によって消化されることなく腸までたどり着ける可能性が高いのです。

また、腸内でも活発に働いて様々な健康効果をもたらしてくれます。

腸内環境を整えることで

  • 便秘や下痢を解消したり
  • 免疫力を高めたり

する効果が期待できます。

なぜ、腸内環境が整うと免疫力がアップするのかというと、免疫細胞の大部分が腸内にいるためです。

腸内環境が整うことで免疫が活発に働くようになり、

  • 感染症
  • がん
  • アレルギー

などのリスクが低下します。

ここで気になるのが動物性乳酸菌の効果ではないでしょうか。

動物性乳酸菌は、植物性乳酸菌と同じような効果を持ちますが、

  • 胃酸
  • 胆汁

に弱いため生きて腸までたどり着ける可能性が低いのです。

ただし、死んでしまっても腸内で植物性乳酸菌と同じように働くということが最近の研究でわかっています。

植物性乳酸菌の種類

植物性乳酸菌には、次のような種類があります。

リューコノストック・メセンテロイデス菌
漬け物の酸味を作り出す乳酸菌です。腸内を酸性にして悪玉菌が増殖しにくい環境を作ります。

ラクトバチルス・ブレビス菌
腸まで届いて整腸作用や免疫力アップなどの効果を発揮します。

エンテロコッカス・フェカリス菌
免疫細胞であるナチュラルキラー細胞を活性化させ、がんリスクを低下させるといわれています。

ラクトバチルス・プランタラム菌
ザワークラフトというキャベツの漬物から発見された植物性乳酸菌です。

ラブレ菌
京都の漬物である「すぐき漬け」から発見されました。

K1株
に含まれており、大腸がんの予防効果があるといわれています。

K2株
酒粕に含まれている乳酸菌です。

S-PT84株
プロテクト乳酸菌と名付けられており、他の植物性乳酸菌と比べて細胞壁が厚いため、生きて腸まで届きやすいといわれています。

LP28株
メタボリック症候群の改善効果が期待できるという植物性乳酸菌です。

SN35N株
胃炎の予防効果があるといわれています。
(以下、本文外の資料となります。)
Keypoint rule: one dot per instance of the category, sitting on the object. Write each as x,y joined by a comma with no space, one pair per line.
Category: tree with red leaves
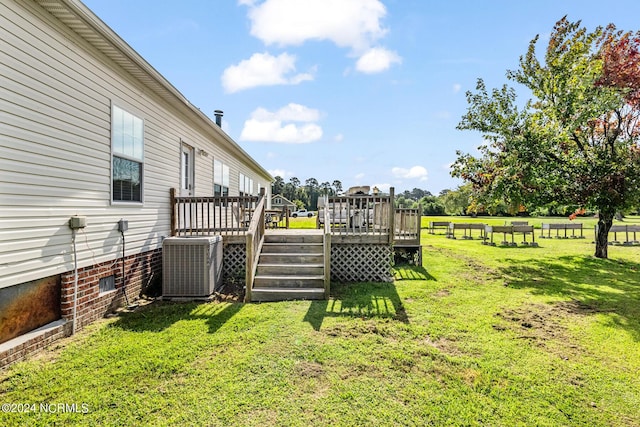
576,141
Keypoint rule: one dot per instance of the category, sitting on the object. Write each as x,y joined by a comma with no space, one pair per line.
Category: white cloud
377,59
267,126
415,172
382,187
263,69
280,172
354,24
443,115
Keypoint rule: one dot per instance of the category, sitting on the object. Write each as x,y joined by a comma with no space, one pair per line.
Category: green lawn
478,335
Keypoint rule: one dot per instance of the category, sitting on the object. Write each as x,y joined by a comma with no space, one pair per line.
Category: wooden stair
290,267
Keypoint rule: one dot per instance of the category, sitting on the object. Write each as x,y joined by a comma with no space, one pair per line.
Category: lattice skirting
361,263
234,261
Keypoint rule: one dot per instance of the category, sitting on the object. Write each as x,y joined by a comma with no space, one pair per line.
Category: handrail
255,239
327,251
224,215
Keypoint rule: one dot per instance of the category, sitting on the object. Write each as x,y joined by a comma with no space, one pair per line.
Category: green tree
457,201
575,141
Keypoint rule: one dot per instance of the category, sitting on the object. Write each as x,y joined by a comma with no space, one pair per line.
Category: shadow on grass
161,315
358,300
411,272
594,285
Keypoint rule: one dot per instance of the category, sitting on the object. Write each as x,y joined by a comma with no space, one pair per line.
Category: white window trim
122,156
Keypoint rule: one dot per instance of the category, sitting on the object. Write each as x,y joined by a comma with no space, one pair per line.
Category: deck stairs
290,266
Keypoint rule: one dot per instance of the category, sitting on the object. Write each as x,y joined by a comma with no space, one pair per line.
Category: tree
457,201
575,141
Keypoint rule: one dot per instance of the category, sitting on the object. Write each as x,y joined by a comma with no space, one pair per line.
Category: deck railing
407,226
357,214
326,241
201,216
255,239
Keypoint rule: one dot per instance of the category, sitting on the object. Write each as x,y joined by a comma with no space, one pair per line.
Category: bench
466,227
562,226
512,230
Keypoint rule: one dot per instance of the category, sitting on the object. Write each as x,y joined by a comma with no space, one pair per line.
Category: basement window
107,284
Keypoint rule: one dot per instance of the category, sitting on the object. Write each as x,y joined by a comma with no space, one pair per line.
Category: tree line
306,195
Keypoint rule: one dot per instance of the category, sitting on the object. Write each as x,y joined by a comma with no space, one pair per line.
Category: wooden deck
358,234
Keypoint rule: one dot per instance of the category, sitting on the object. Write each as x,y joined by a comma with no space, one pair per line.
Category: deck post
172,203
392,215
249,267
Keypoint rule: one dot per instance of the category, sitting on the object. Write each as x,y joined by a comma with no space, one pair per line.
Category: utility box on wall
191,266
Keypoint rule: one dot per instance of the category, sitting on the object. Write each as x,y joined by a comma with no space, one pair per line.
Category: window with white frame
220,179
127,147
245,185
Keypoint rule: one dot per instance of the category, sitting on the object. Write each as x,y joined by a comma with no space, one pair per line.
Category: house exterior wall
56,97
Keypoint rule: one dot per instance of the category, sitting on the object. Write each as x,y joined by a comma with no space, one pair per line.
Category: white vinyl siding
56,97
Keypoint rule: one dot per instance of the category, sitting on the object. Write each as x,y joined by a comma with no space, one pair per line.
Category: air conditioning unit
191,266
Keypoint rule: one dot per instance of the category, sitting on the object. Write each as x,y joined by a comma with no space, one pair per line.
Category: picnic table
627,230
466,227
438,224
511,230
562,226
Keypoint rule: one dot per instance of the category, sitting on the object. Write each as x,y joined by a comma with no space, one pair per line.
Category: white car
301,213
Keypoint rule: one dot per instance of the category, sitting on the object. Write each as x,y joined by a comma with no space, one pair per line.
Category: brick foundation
140,270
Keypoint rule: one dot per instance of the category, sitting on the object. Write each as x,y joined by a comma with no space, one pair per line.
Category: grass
478,335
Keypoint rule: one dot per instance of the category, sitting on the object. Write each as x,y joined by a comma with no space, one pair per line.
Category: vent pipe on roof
218,114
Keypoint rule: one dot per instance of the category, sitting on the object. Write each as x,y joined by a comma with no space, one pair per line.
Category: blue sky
368,92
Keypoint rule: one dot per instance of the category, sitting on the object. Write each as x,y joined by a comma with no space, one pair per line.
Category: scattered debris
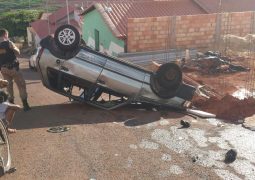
230,156
58,129
249,123
212,62
185,124
194,159
11,170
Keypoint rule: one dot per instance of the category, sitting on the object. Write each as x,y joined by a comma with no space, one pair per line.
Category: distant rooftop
116,14
213,6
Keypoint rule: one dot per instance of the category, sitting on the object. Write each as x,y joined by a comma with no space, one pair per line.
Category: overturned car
82,74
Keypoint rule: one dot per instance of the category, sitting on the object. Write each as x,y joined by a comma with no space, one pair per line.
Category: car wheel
67,37
169,76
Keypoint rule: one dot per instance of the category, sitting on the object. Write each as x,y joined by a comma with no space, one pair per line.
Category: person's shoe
26,107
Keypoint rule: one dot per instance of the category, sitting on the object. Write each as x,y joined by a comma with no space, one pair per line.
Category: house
217,6
105,24
48,23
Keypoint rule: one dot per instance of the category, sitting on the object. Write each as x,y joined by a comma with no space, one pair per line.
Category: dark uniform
10,71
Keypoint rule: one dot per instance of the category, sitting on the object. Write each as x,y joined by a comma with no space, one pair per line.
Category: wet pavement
122,144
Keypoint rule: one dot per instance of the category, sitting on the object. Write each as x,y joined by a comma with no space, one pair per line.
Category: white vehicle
32,59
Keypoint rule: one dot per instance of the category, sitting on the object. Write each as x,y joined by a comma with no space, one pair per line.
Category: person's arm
3,83
15,48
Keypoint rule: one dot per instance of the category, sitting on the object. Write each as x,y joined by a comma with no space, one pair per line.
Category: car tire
169,76
67,37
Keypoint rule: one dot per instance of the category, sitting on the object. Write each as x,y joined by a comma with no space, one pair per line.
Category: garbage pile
212,62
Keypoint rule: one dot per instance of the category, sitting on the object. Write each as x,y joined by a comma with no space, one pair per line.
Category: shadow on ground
75,113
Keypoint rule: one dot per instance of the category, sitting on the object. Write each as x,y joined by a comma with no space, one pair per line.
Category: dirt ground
224,105
125,143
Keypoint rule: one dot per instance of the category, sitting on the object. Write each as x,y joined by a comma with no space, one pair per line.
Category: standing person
7,111
10,68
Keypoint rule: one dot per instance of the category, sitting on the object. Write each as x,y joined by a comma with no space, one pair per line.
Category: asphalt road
121,144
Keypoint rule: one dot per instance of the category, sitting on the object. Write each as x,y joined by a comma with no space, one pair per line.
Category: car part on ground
103,81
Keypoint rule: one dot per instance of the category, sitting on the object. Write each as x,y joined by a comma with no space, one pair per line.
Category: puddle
148,145
243,94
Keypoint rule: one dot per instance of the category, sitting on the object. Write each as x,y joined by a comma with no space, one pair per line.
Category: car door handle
101,82
64,68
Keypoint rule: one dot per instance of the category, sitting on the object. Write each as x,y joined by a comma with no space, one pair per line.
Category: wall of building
108,42
194,31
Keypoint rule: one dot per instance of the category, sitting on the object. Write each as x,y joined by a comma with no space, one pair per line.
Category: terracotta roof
42,28
212,6
60,13
116,14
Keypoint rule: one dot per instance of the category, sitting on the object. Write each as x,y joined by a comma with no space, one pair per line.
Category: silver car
83,74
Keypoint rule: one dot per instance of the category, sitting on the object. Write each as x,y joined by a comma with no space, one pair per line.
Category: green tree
16,22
梨(ナシ)に含まれています。

このように様々な植物性乳酸菌があります。

乳酸菌によって効果が異なりますが、

  • 整腸作用
  • 免疫力アップ

についてはどの乳酸菌にもあります。

食物繊維を摂ろう

食物繊維を摂ると、善玉菌が増加します。

同時に悪玉菌の減少をもたらすため、腸内環境を整えることができるのです。

また、

  • コレステロールを包み込んで排出させたり
  • 糖の吸収を抑えたり

することで、生活習慣病のリスクを下げる働きもあるといわれています。

さらに、大腸がんのリスクを下げるとの報告もあります。

乳酸菌を積極的に摂るのもよいですが、発酵食品は大量に摂ることが難しいです。

乳酸菌だけに頼るのではなく、食物繊維も一緒に摂るとよいでしょう。